Of course, the world also changed in this time. Mobile systems like iPhone and Android displaced Windows as the mainstream personal computing platform, triggering some overreactions that we’re still dealing with today and, perhaps tellingly, the new rumored updated schedule does not correct. And while the web is an even bigger platform than mobile, it’s biggest benefit---the ability to update a service, site, or app once, in the cloud, and not require client-side updates---is somewhat offset by its ongoing limitations and the inability of mobile and desktop platform makers to successfully emulate it.

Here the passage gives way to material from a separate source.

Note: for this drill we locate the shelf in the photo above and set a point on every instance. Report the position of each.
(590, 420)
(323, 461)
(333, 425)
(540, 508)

They tried. Microsoft’s reaction to these then-emerging competitors was to fire our friend Mr. Sinofsky and engage in a series of “rapid releases” that started with Windows 8.1 in 2013 and continue to this day. Microsoft shipped two more updates to Windows 8 and then Windows 10 in 2015, and that team’s original goal was to deliver three so-called feature updates---actually, major version upgrades---every year. They quickly toned that down to two per year, pleasing no one, but it is not coincidental that this team was previously responsible only for Windows Phone. Microsoft was trying to apply its learnings in mobile to the desktop.

It failed miserably. Windows as a Service (WaaS), as this initiative was called, proved only that updating a legacy desktop platform as if it were an online service was an unreliable mess and that, even if it were possible, it would be disruptive for customers. Microsoft didn’t care: over the intervening years, it has only accelerated the ways it can, and the schedule by which it will, update Windows.

By the time we got to Windows 11, we were fed the biggest lie of all: Microsoft has heard your concerns, we were told, and it will only issue one feature update---again, a major version upgrade---every year. But by this point, the shackles were off, and you can forget about all that messaging around A, B, C, and D updates every month: Microsoft can, will, and has updated Windows 10 and 11 arbitrarily and without warning at any time it pleases. It can update/upgrade the operating system at will. And does. That feature update schedule is meaningless.